Наступала ночь. Ребров уползал с книгой за шкаф. Немного читал со свечкой. Задувал и лежал в темноте. Кривошеий фонарь жмурился. Березка будила художника, словно напоминая о чем-то, но, проснувшись, он тут же забывал… Вместе с ним просыпался и фонарь, светил в утренней сини грустно, подслеповато. Первый утренний трамвай колотился глухо, как сердце. Будто тропил тропу. Закипал чайник. Анна Михайловна поднимала руку, чтобы сорвать в календаре листок, а он уж сорван.
Боли совсем прошли, и он, когда темнело или если просыпался ни свет ни заря, выходил пройтись. Доходил до моря, смотрел вдаль, плелся по взморью — тина хрустела под ногами, осока шелестела, в ботинки забирался песок, в кармане шуршали календарные листки. Садился на холмик, выкуривал сигаретку и возвращался.

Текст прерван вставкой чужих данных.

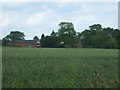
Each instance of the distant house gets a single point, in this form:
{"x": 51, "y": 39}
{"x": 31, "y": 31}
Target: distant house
{"x": 27, "y": 43}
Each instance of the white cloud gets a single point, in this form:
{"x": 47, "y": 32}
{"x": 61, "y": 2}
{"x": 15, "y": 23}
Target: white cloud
{"x": 5, "y": 21}
{"x": 35, "y": 19}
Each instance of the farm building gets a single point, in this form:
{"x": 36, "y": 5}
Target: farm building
{"x": 27, "y": 43}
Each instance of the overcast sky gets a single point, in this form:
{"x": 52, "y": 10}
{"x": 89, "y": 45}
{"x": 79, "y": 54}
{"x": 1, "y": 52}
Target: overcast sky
{"x": 35, "y": 18}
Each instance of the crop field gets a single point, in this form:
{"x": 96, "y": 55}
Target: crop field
{"x": 59, "y": 68}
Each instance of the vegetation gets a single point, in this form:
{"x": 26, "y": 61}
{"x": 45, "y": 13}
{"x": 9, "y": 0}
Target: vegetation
{"x": 13, "y": 36}
{"x": 66, "y": 37}
{"x": 59, "y": 68}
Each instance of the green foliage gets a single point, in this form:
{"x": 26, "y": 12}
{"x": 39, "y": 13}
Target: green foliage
{"x": 59, "y": 68}
{"x": 13, "y": 36}
{"x": 99, "y": 37}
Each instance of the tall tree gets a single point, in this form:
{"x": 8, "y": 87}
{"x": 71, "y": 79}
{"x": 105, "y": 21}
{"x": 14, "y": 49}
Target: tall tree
{"x": 67, "y": 34}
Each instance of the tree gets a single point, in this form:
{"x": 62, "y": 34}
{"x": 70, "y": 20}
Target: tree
{"x": 13, "y": 36}
{"x": 16, "y": 35}
{"x": 67, "y": 34}
{"x": 36, "y": 38}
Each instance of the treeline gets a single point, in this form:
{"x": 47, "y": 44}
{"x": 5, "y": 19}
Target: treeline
{"x": 66, "y": 37}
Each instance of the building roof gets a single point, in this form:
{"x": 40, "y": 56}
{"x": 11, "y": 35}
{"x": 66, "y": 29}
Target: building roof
{"x": 25, "y": 41}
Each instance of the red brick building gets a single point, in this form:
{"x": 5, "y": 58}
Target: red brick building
{"x": 27, "y": 43}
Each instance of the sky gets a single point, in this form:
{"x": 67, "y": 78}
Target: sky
{"x": 36, "y": 18}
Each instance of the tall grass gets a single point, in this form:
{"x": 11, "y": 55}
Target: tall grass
{"x": 59, "y": 68}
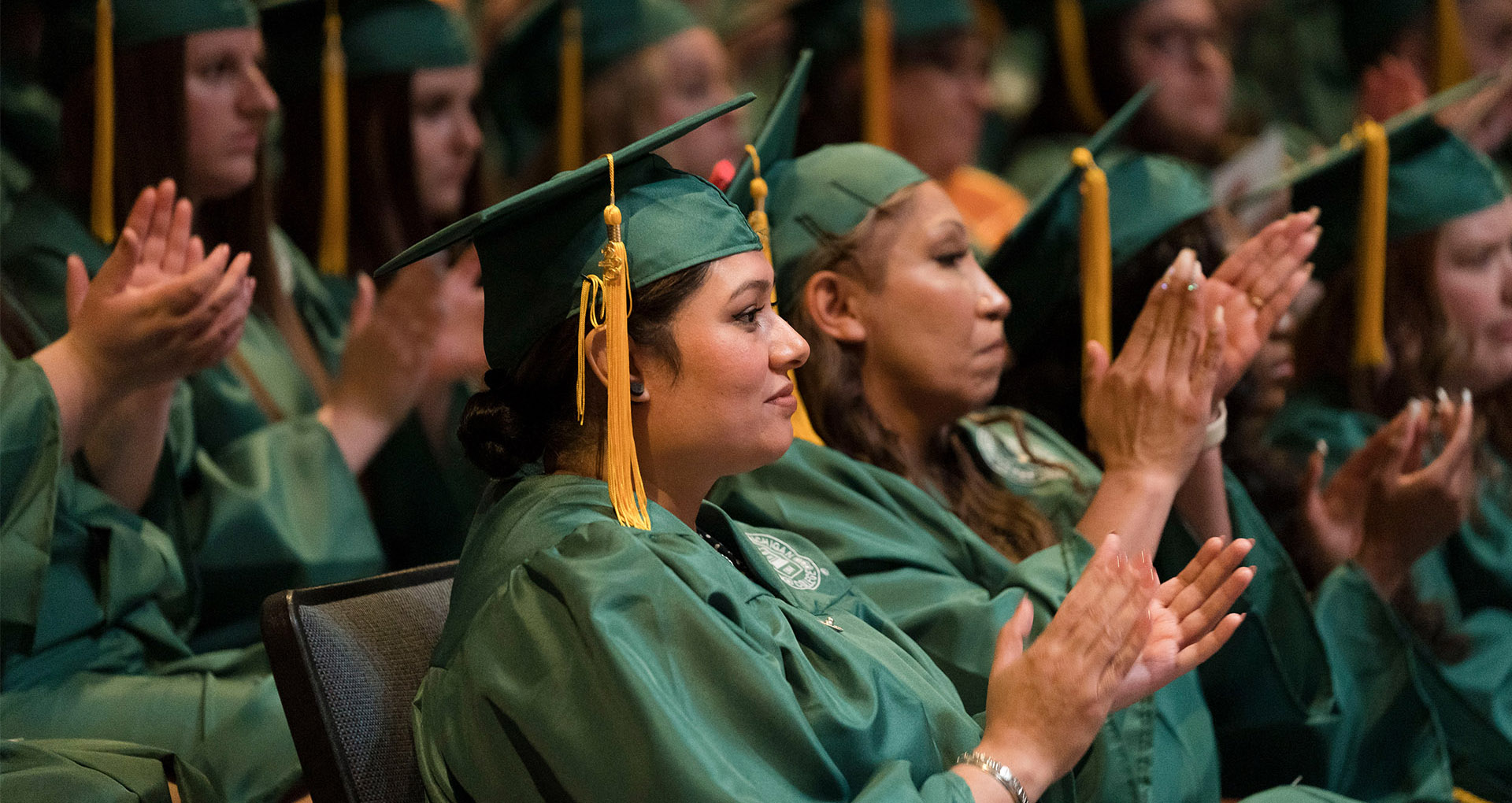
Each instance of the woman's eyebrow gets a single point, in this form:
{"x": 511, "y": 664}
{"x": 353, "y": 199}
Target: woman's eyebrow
{"x": 754, "y": 285}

С Соловьевыми можно было жить вечность. Они не задавали вопросов и говорили негромко: всегда вполголоса. Но июнь, сколько ни обрывай календарь, не кончался; дни тянулись и не укорачивались. Он тайком пил морфин и валялся в полудреме. Доктор привез еще лекарство. Осмотрел его, махнул рукой, сказал — ну, вот и все, а ты боялась, дура, — проверил пузырек с морфином, погрозил пальцем и посоветовал не принимать больше. Но пузырек оставил. На всякий случай. Кто знает, мало ли… боли… Борис взял себя в руки и несколько дней не принимал. Чаще курил, гулял, пил чай. Дни тянулись еще медленней! Он пытался забыться в разговорах. Присаживался к столу. Слушал истории Соловьевых. Приходила Марианна Петровна с дочкой, пили чай, вспоминали, как Борис пришел насчет Гончаровой, — но ничем помочь уже было нельзя; вздохнули, вспоминали другие истории… их были сотни, тысячи…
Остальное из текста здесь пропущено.